The only exception to this occurs when a group of workers is receiving a wage
actually below its market worth. This is likely to happen only in rare and
special circumstances or localities where competitive forces do not operate
freely or adequately; but nearly all these special cases could be remedied
just as effectively, more flexibly and with far less potential harm, by
unionization.

It may be thought that if the law forces the payment of a higher wage in a
given industry, that industry can then charge higher prices for its product,
so that the burden of paying the higher wage is merely shifted to consumers.
Such shifts, however, are not easily made, nor are the consequences of
artificial wage-raising so easily escaped. A higher price for the product may
not be possible: it may merely drive consumers to the equivalent imported
products or to some substitute. Or, if consumers continue to buy the product
of the industry in which wages have been raised, the higher price will cause
them to buy less of it. While some workers in the industry may be benefited
from the higher wage, therefore, others will be thrown out of employment
altogether.
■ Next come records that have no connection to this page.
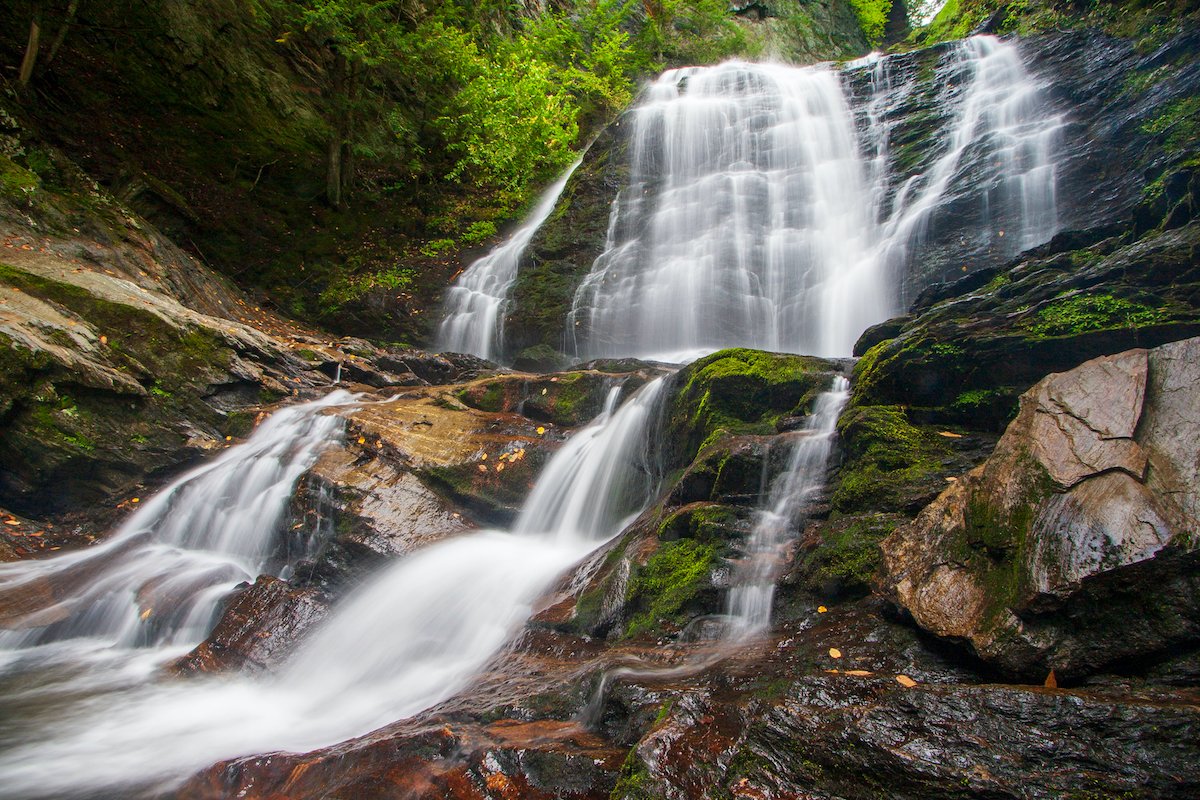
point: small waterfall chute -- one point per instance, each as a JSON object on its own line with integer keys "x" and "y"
{"x": 473, "y": 317}
{"x": 159, "y": 578}
{"x": 407, "y": 639}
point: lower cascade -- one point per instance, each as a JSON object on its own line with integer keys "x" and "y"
{"x": 821, "y": 432}
{"x": 407, "y": 639}
{"x": 753, "y": 585}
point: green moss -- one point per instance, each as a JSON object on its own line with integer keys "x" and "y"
{"x": 17, "y": 182}
{"x": 665, "y": 584}
{"x": 1179, "y": 125}
{"x": 634, "y": 782}
{"x": 741, "y": 391}
{"x": 703, "y": 523}
{"x": 849, "y": 555}
{"x": 1080, "y": 313}
{"x": 885, "y": 453}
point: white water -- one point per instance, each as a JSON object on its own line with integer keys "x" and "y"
{"x": 999, "y": 112}
{"x": 766, "y": 553}
{"x": 412, "y": 637}
{"x": 157, "y": 579}
{"x": 747, "y": 217}
{"x": 754, "y": 214}
{"x": 473, "y": 318}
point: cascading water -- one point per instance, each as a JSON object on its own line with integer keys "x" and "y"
{"x": 747, "y": 209}
{"x": 409, "y": 638}
{"x": 473, "y": 318}
{"x": 999, "y": 112}
{"x": 766, "y": 552}
{"x": 753, "y": 217}
{"x": 159, "y": 578}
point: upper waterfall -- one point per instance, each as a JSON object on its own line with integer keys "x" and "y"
{"x": 761, "y": 212}
{"x": 748, "y": 221}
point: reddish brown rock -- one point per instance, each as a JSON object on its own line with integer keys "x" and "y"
{"x": 1074, "y": 546}
{"x": 258, "y": 629}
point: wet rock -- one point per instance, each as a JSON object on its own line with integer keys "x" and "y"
{"x": 741, "y": 392}
{"x": 1074, "y": 546}
{"x": 484, "y": 463}
{"x": 570, "y": 398}
{"x": 261, "y": 625}
{"x": 433, "y": 759}
{"x": 965, "y": 359}
{"x": 540, "y": 358}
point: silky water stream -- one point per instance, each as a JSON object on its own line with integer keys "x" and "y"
{"x": 755, "y": 217}
{"x": 96, "y": 715}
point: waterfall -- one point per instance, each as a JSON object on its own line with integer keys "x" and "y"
{"x": 999, "y": 112}
{"x": 747, "y": 214}
{"x": 766, "y": 552}
{"x": 473, "y": 318}
{"x": 159, "y": 578}
{"x": 407, "y": 639}
{"x": 755, "y": 211}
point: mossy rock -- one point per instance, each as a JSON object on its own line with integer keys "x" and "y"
{"x": 673, "y": 587}
{"x": 732, "y": 469}
{"x": 739, "y": 391}
{"x": 840, "y": 558}
{"x": 568, "y": 400}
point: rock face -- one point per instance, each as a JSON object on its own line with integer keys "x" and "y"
{"x": 1074, "y": 546}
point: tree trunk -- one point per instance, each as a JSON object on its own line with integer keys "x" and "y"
{"x": 334, "y": 174}
{"x": 339, "y": 106}
{"x": 348, "y": 139}
{"x": 35, "y": 31}
{"x": 72, "y": 7}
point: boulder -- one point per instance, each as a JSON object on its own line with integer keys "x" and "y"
{"x": 1075, "y": 546}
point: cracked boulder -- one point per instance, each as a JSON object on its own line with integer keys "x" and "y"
{"x": 1077, "y": 545}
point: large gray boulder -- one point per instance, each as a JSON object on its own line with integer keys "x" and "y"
{"x": 1075, "y": 545}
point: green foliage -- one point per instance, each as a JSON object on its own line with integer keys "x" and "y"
{"x": 1084, "y": 313}
{"x": 1179, "y": 125}
{"x": 873, "y": 16}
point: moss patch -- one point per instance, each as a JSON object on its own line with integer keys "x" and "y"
{"x": 739, "y": 391}
{"x": 663, "y": 588}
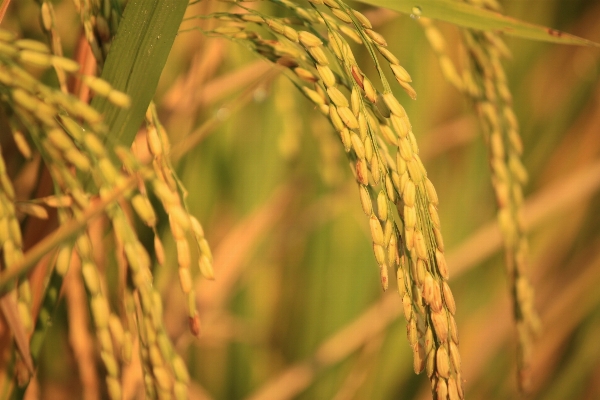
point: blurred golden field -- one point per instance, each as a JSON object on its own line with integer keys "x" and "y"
{"x": 296, "y": 309}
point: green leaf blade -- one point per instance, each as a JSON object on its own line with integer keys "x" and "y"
{"x": 468, "y": 16}
{"x": 135, "y": 62}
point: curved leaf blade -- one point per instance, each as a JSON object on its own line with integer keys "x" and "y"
{"x": 468, "y": 16}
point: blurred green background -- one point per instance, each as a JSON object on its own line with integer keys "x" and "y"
{"x": 296, "y": 310}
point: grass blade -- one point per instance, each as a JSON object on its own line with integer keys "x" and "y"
{"x": 468, "y": 16}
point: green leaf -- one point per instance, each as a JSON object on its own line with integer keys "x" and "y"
{"x": 468, "y": 16}
{"x": 135, "y": 61}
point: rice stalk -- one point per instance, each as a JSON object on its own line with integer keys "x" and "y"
{"x": 365, "y": 120}
{"x": 483, "y": 81}
{"x": 69, "y": 135}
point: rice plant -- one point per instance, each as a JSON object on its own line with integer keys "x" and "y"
{"x": 183, "y": 183}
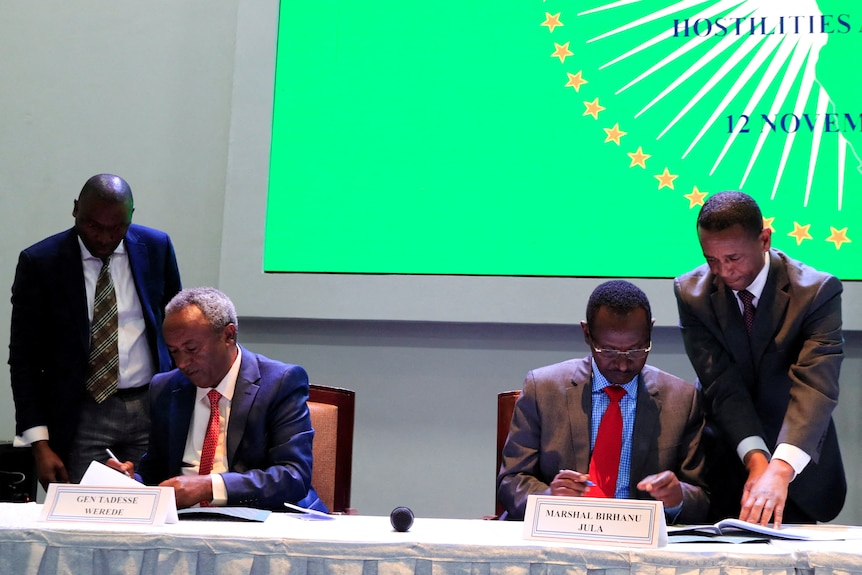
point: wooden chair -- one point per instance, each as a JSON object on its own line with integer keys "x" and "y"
{"x": 332, "y": 410}
{"x": 505, "y": 408}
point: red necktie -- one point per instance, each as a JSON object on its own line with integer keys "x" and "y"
{"x": 605, "y": 463}
{"x": 747, "y": 299}
{"x": 211, "y": 438}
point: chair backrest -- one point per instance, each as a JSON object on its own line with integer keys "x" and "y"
{"x": 505, "y": 409}
{"x": 332, "y": 410}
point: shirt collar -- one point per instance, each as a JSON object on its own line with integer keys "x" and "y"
{"x": 756, "y": 287}
{"x": 228, "y": 383}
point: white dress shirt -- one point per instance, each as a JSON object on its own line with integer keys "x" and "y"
{"x": 790, "y": 454}
{"x": 198, "y": 430}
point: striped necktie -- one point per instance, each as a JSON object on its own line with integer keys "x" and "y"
{"x": 103, "y": 365}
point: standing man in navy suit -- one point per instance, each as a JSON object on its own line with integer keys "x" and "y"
{"x": 250, "y": 410}
{"x": 763, "y": 332}
{"x": 52, "y": 311}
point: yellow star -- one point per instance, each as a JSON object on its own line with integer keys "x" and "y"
{"x": 614, "y": 134}
{"x": 639, "y": 158}
{"x": 800, "y": 232}
{"x": 562, "y": 52}
{"x": 593, "y": 108}
{"x": 695, "y": 198}
{"x": 575, "y": 81}
{"x": 552, "y": 21}
{"x": 665, "y": 179}
{"x": 838, "y": 237}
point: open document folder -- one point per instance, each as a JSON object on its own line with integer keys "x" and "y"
{"x": 736, "y": 527}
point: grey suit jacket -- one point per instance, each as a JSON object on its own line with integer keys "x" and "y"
{"x": 783, "y": 386}
{"x": 269, "y": 434}
{"x": 550, "y": 431}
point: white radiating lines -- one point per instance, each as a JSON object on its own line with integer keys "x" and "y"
{"x": 789, "y": 59}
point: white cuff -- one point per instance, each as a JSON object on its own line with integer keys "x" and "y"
{"x": 795, "y": 457}
{"x": 755, "y": 442}
{"x": 219, "y": 490}
{"x": 31, "y": 436}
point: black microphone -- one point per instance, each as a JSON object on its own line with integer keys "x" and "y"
{"x": 401, "y": 519}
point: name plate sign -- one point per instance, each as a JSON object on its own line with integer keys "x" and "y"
{"x": 141, "y": 505}
{"x": 624, "y": 522}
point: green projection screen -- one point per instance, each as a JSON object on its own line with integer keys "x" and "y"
{"x": 559, "y": 138}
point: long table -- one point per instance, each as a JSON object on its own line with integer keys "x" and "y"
{"x": 366, "y": 545}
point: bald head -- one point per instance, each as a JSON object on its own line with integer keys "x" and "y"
{"x": 103, "y": 213}
{"x": 108, "y": 188}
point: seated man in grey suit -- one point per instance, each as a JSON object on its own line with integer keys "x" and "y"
{"x": 555, "y": 440}
{"x": 230, "y": 427}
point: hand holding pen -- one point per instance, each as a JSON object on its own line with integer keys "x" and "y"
{"x": 571, "y": 483}
{"x": 127, "y": 468}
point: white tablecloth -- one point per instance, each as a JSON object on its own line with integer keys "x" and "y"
{"x": 363, "y": 545}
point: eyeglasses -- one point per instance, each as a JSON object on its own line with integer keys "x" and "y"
{"x": 615, "y": 354}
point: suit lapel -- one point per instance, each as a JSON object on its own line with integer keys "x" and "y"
{"x": 647, "y": 412}
{"x": 244, "y": 394}
{"x": 730, "y": 319}
{"x": 579, "y": 406}
{"x": 72, "y": 270}
{"x": 181, "y": 409}
{"x": 771, "y": 308}
{"x": 139, "y": 263}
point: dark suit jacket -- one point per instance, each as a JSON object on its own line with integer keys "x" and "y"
{"x": 269, "y": 434}
{"x": 50, "y": 337}
{"x": 550, "y": 431}
{"x": 784, "y": 385}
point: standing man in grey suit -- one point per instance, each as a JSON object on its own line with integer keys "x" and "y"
{"x": 552, "y": 441}
{"x": 71, "y": 401}
{"x": 763, "y": 333}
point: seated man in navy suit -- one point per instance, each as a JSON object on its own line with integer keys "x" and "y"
{"x": 229, "y": 427}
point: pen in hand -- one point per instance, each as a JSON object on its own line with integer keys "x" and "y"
{"x": 112, "y": 456}
{"x": 588, "y": 483}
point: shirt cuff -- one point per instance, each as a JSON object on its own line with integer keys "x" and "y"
{"x": 31, "y": 436}
{"x": 219, "y": 490}
{"x": 795, "y": 457}
{"x": 755, "y": 442}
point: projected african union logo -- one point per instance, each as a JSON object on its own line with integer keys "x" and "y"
{"x": 704, "y": 95}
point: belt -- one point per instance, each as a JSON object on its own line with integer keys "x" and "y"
{"x": 132, "y": 391}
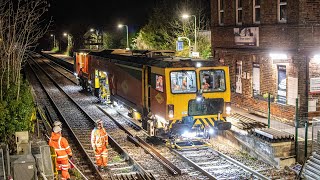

On the other hand, if the price of the product is not raised,
marginal producers in the industry will be driven out of business; so that
reduced production and consequent unemployment will merely be brought about in
another way.

When such consequences are pointed out, there are those who reply: “Very well;
if it is true that the X industry cannot exist except by paying starvation
wages, then it will be just as well if the minimum wage puts it out of
existence altogether.” But this brave pronouncement overlooks the realities.
It overlooks, first of all, that consumers will suffer the loss of that
product. It forgets, in the second place, that it is merely condemning the
people who worked in that industry to unemployment. And it ignores, finally,
that bad as were the wages paid in the X industry, they were the best among
all the alternatives that seemed open to the workers in that industry;
otherwise the workers would have gone into another. If, therefore, the X
industry is driven out of existence by a minimum wage law, then the workers
previously employed in that industry will be forced to turn to alternative
courses that seemed less attractive to them in the first place. Their
competition for jobs will drive down the pay offered even in these alternative
occupations. There is no escape from the conclusion that the minimum wage will
increase unemployment."

[...]

"As to the prices, wages and profits that should determine the distribution of
that product, the best prices are not the highest prices, but the prices that
encourage the largest volume of production and the largest volume of sales.
The best wage rates for labor are not the highest wage rates, but the wage
rates that permit full production, full employment and the largest sustained
payrolls. The best profits, from the standpoint not only of industry but of
labor, are not the lowest profits, but the profits that encourage most people
to become employers or to provide more employment than before."

Henry Hazlitt “Economics in One Lesson.”